Nevertheless, the Tigers (10-0, 7-0 SEC) are stumping for national championship votes every time they step on the field these days, including Saturday's game at Alabama.
"This is the most important game of the year and this is the championship game," insists Tuberville, whose team already has secured a spot in the Southeastern Conference title game. "There is no other like it and we approach it like that."
The Iron Bowl is a 365-day-a-year borderline obsessive topic within the state. But this year, it's also got an abundance of national allure.
The Tigers are fighting for a spot in the Orange Bowl at the BCS title matchup. They're ranked third in the BCS standings behind Oklahoma and No. 1 Southern California.
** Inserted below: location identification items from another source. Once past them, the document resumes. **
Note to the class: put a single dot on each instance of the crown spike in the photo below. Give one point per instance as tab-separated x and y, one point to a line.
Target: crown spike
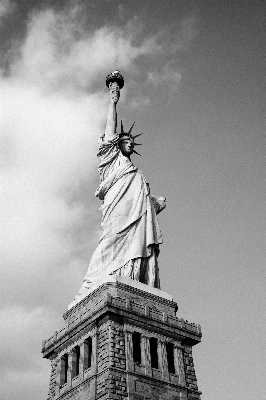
131	128
134	137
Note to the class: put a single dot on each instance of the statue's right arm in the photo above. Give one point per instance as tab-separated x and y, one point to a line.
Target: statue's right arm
111	120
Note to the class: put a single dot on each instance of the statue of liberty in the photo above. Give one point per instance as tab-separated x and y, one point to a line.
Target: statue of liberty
129	246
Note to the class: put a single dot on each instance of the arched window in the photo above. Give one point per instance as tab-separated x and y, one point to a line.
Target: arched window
64	369
136	340
154	352
87	353
170	357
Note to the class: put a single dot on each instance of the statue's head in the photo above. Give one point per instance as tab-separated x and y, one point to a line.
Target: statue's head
126	142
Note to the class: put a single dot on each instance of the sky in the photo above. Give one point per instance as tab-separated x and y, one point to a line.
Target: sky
195	86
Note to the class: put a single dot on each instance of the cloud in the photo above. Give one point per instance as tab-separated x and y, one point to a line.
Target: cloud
169	77
6	7
140	102
53	108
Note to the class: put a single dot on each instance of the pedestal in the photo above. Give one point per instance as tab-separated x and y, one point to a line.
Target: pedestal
123	341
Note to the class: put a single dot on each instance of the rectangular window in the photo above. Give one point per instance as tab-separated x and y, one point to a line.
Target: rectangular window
76	359
136	340
154	352
170	357
64	369
87	353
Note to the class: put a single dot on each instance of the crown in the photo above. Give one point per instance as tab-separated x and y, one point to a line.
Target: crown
128	134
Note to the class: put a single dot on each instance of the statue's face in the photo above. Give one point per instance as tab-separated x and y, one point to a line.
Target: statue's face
126	146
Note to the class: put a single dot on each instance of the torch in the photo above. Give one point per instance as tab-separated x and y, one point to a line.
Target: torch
115	82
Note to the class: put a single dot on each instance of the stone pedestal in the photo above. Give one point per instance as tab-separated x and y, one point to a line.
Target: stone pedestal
123	341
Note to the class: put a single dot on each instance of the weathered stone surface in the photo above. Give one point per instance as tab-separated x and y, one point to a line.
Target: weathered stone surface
110	316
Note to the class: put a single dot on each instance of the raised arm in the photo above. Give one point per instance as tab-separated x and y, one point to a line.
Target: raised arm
111	121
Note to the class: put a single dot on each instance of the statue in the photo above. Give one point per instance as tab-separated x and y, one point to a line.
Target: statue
131	237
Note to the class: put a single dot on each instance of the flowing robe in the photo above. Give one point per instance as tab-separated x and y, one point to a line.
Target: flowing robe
131	236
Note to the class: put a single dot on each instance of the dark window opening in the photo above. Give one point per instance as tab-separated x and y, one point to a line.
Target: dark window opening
87	353
170	357
136	340
154	352
64	369
76	359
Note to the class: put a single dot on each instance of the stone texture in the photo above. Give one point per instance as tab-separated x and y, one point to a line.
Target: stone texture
110	315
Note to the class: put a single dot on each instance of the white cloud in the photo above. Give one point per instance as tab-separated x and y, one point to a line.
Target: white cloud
169	77
6	7
51	115
52	112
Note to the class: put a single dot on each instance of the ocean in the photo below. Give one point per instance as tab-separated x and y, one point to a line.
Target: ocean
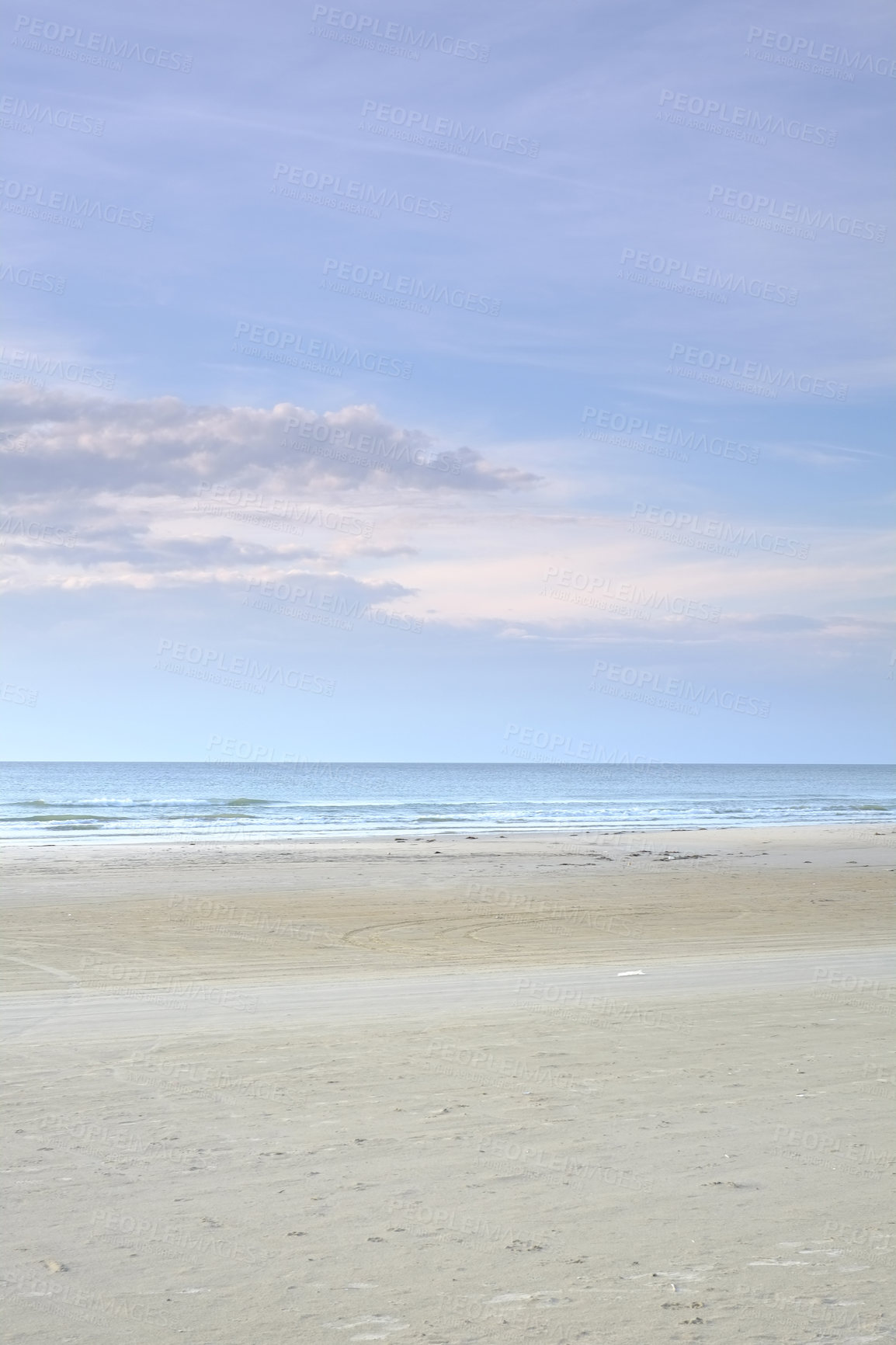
226	801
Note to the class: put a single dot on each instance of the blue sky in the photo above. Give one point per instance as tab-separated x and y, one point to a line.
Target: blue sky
443	384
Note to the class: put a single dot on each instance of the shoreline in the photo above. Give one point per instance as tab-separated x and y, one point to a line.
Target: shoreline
501	1089
870	832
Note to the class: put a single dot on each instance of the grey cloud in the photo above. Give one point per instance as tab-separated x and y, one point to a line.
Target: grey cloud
168	447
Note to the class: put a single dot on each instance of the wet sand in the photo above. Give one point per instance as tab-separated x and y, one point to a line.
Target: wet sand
453	1090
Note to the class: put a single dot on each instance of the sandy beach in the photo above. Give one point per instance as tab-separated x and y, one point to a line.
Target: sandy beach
631	1087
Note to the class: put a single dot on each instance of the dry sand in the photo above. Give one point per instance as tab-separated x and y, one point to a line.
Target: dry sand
401	1090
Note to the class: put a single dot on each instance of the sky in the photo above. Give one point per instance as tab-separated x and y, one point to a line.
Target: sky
443	382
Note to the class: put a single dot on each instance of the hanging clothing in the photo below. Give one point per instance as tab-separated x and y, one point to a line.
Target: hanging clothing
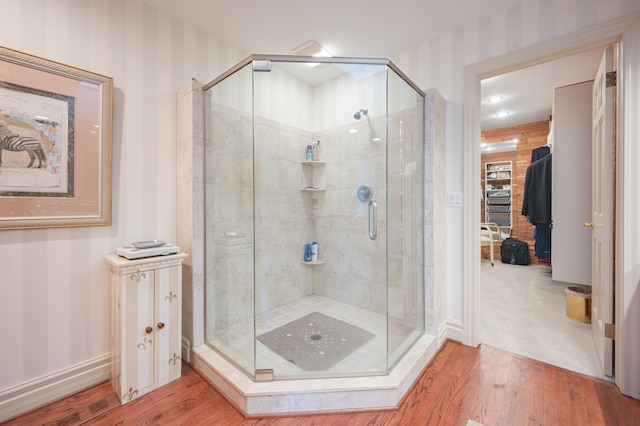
539	153
536	203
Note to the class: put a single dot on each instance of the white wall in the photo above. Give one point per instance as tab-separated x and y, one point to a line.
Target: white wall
440	62
54	285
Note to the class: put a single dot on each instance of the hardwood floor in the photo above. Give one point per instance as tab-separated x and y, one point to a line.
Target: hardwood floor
485	384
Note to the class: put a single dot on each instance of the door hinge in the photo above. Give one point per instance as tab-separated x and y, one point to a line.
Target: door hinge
610	331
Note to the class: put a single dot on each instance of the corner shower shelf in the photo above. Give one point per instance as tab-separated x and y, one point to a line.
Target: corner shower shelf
317	262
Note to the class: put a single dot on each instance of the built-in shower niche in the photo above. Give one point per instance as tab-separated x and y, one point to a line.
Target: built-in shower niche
263	201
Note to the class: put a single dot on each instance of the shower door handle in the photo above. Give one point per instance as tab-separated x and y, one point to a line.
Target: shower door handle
373	220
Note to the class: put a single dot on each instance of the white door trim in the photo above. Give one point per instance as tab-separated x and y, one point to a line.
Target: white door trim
597	36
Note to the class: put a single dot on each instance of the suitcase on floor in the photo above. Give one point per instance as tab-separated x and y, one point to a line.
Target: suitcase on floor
514	251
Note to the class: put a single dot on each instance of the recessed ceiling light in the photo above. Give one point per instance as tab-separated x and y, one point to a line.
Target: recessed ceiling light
311	48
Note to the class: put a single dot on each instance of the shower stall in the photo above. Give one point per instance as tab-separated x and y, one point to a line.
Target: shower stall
314	217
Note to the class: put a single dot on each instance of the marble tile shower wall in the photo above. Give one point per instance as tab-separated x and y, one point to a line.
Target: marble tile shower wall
355	271
286	218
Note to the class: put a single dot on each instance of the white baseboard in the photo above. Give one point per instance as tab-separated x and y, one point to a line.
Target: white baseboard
186	350
450	329
35	393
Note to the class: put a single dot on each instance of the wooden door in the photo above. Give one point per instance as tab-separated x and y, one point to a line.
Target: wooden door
602	212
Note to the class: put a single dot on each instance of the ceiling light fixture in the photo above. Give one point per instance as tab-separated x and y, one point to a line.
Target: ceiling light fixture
311	48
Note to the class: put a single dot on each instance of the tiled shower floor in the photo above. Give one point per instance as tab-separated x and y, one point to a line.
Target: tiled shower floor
236	342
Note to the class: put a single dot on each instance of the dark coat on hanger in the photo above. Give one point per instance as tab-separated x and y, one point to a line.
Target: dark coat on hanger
537	191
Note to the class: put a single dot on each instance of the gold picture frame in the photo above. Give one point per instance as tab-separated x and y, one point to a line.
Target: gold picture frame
55	144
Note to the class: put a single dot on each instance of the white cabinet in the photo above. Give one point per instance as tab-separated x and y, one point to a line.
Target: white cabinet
497	193
146	329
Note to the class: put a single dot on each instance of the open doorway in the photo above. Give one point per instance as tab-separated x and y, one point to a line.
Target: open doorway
521	308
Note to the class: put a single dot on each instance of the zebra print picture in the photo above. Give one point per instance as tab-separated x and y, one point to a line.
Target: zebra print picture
36	142
55	144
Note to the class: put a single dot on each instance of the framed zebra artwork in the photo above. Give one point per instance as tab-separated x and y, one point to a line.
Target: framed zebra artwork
55	144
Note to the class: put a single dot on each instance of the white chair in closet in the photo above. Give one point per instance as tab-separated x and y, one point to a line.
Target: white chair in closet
489	235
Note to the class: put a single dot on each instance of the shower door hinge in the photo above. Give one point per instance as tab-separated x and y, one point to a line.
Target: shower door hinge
262	65
264	375
610	331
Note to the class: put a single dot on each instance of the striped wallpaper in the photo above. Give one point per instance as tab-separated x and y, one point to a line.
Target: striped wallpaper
54	283
54	301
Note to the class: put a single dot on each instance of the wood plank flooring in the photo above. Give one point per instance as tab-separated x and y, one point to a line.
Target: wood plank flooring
485	384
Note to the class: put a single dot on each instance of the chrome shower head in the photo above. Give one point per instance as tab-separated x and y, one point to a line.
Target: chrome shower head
358	115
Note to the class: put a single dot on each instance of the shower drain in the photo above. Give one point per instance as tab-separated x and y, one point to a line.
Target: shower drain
316	341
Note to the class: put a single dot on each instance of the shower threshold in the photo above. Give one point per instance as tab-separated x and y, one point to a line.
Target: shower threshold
281	397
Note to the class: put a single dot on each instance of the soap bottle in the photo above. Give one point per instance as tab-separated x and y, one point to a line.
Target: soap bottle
307	252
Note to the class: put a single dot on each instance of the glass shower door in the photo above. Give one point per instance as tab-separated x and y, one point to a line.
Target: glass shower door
325	316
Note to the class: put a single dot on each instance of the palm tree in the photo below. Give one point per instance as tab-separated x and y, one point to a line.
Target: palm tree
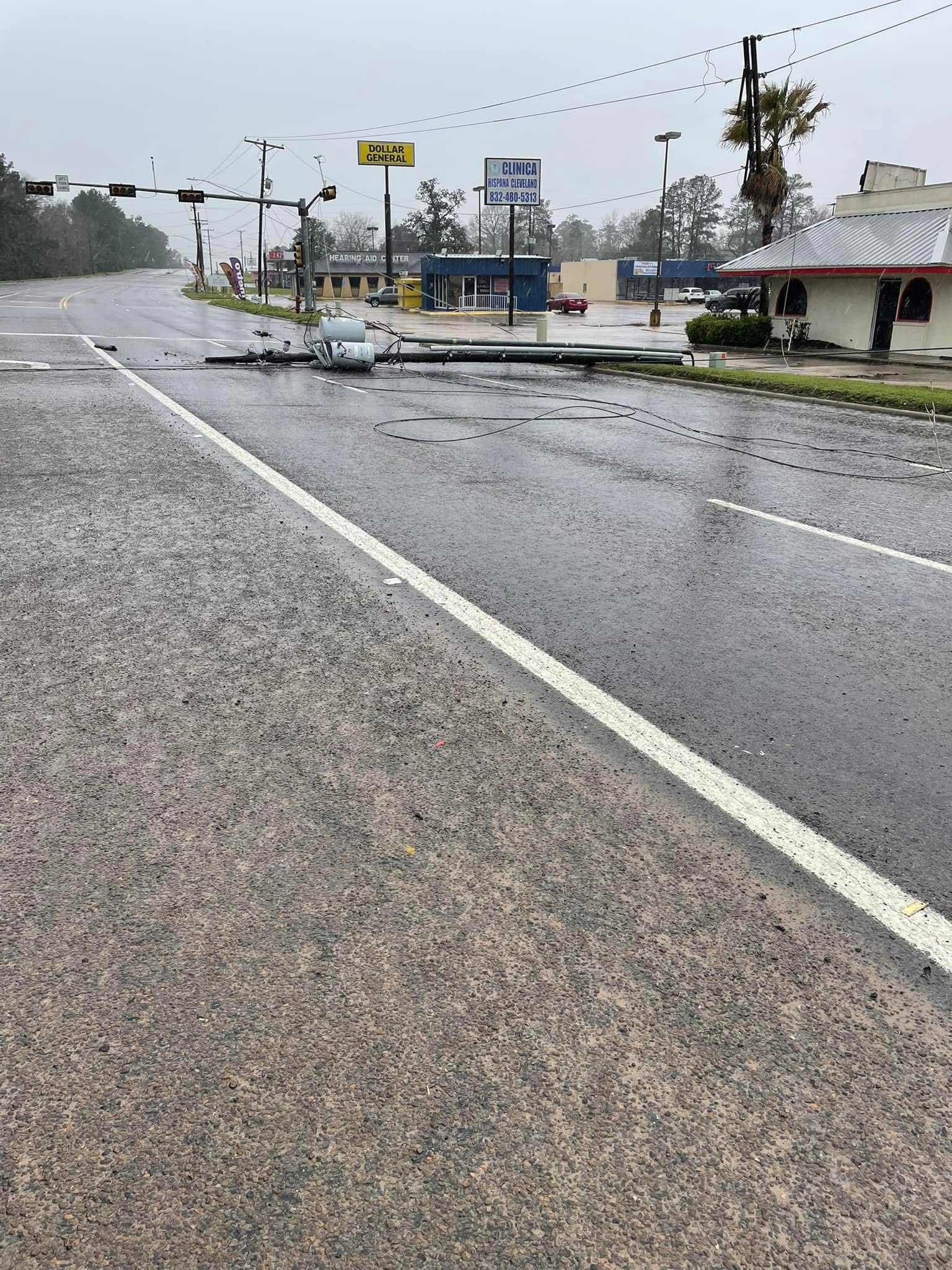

Alabama (6-4, 3-4) would love to clear up that mess and erase some of those giddy feelings down on the Plains, boosting its own bowl standing in the process.
If the Crimson Tide can end the Tigers' bid for No. 1, "I'd feel real happy," tailback Kenneth Darby said. "I think the whole team would feel happy."
The game hasn't featured a national championship contender since 1992, when Alabama won the title. Last year, both teams were unranked. Two years ago, the Tide was ranked No. 9 but ineligible for the league title because of NCAA sanctions.
"It's one of the greatest rivalries in college football history," Alabama safety Charlie Peprah said. "You can throw out the rankings, you can throw out our non-ranking. This is Auburn-Alabama. That's what we keep talking about. That's all it is: It's just Auburn versus Alabama."
It's also a chance for the Tide to reverse a troubling trend for a program that had grown accustomed to being the team vying for national titles in this state. Alabama has lost 17 of its past 20 games against ranked teams in Tuscaloosa, dating back to 1997.
"I'm not trying to ruin Auburn's season or anything like that," Tide free safety Roman Harper said. "I just want to get another win for Alabama. That's a better way to look at it for me. I'm not trying to be mean or anything like that. We just need a win."
The Tigers haven't been ranked so high heading into this game since 1958. But tailback Carnell Williams said Auburn players have tried to block out the BCS buzz in class and around town.
"It's chitchat here and there, but we kind of squashed that really quickly," Williams said. "Once we complain about polls and how we're not getting done right in that one, that's usually when you get knocked out."
Alabama's players are a little tired of being overshadowed by their state rivals.
"We can knock them out of the BCS. Their perfect season, we can ruin that," Tide receiver Matt Caddell said. But he hastens to add, "The main thing is we just want to beat Auburn. Whatever else comes with that is a plus."